In accepting the award, Limbaugh was typically combative (if somewhat more subtly than usual standards).


“I love America. I wish everybody did,” he said. “I hope everybody will. It’s one of the most fascinating stories in human history ... and it’s a delight and it’s an opportunity to try to share that story with young people so they can grow and learn to love and appreciate the country in which they’re growing up and will someday run and lead and inherit.”

The winner was chosen by online voters. The five finalists in the category were all chosen for their place atop bestseller lists.

On March 25, not long after the finalists were announced, Limbaugh went on his radio show (which has a daily audience of several million) and asked his listeners to vote for him.

Limbaugh said: “If your children have read ‘Rush Revere and the Brave Pilgrims’ or if they are reading ‘Rush Revere and the First Patriots,’ second book ... and if they would like to vote, simply go to and we’ve got a link that will take you right to the voting page.”

The awards are organized by the Children’s Book Council, a trade association, and Every Child a Reader, a nonprofit foundation. When Limbaugh was announced as a finalist, many liberal commentators were predictably flummoxed.

“Who would inflict a book by Rush Limbaugh on a child they loved?” John Amato asked on the website Crooks and Liars.

At Kirkus Reviews, Limbaugh’s nomination for the award prompted editor Vicky Smith to take a new look at the Limbaugh books. She found poor production qualities and a notable lack of proofreading -- all of which is common, she wrote, in the growing “celebrity publishing” genre, which includes “insta–bestsellers by the likes of Jerry Seinfeld, Tori Spelling and Jay Leno.”

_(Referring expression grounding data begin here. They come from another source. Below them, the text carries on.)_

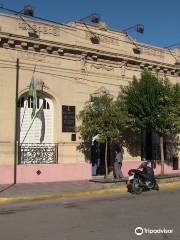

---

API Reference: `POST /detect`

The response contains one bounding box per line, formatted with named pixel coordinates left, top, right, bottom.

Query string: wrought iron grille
left=19, top=143, right=58, bottom=164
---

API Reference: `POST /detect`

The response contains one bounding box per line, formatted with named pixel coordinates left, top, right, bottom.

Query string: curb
left=0, top=181, right=180, bottom=204
left=157, top=181, right=180, bottom=189
left=0, top=187, right=128, bottom=204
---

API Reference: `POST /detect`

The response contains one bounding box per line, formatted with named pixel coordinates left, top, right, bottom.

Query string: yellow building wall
left=0, top=13, right=179, bottom=165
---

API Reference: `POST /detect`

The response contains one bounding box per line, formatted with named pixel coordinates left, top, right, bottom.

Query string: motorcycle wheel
left=127, top=183, right=132, bottom=193
left=132, top=178, right=143, bottom=194
left=153, top=182, right=159, bottom=191
left=147, top=181, right=155, bottom=189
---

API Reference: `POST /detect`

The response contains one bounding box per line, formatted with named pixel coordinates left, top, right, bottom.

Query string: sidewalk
left=0, top=179, right=125, bottom=198
left=0, top=175, right=180, bottom=204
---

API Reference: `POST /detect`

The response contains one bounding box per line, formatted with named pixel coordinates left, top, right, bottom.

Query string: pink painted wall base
left=121, top=160, right=180, bottom=176
left=0, top=160, right=179, bottom=184
left=0, top=163, right=92, bottom=184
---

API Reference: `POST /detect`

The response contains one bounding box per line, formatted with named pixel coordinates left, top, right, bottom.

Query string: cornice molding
left=0, top=33, right=179, bottom=75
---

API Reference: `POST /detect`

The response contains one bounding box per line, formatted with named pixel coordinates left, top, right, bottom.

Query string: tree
left=117, top=70, right=180, bottom=175
left=78, top=90, right=124, bottom=177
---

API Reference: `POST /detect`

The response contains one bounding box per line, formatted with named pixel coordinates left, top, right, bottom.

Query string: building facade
left=0, top=13, right=180, bottom=184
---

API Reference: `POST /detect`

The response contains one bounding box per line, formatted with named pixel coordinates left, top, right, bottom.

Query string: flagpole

“Most of these books resemble Limbaugh’s in approach to quality control if nothing else: Hastily put together, they are hustled onto the market with as little attention as humanly possible paid (time is money, after all) and with the knowledge that star power will carry consumers past such minor flaws as incoherent narrative arcs and terrible prose,” Smith wrote. “The Rush Revere books have clearly been propelled onto the shelves by such thinking.”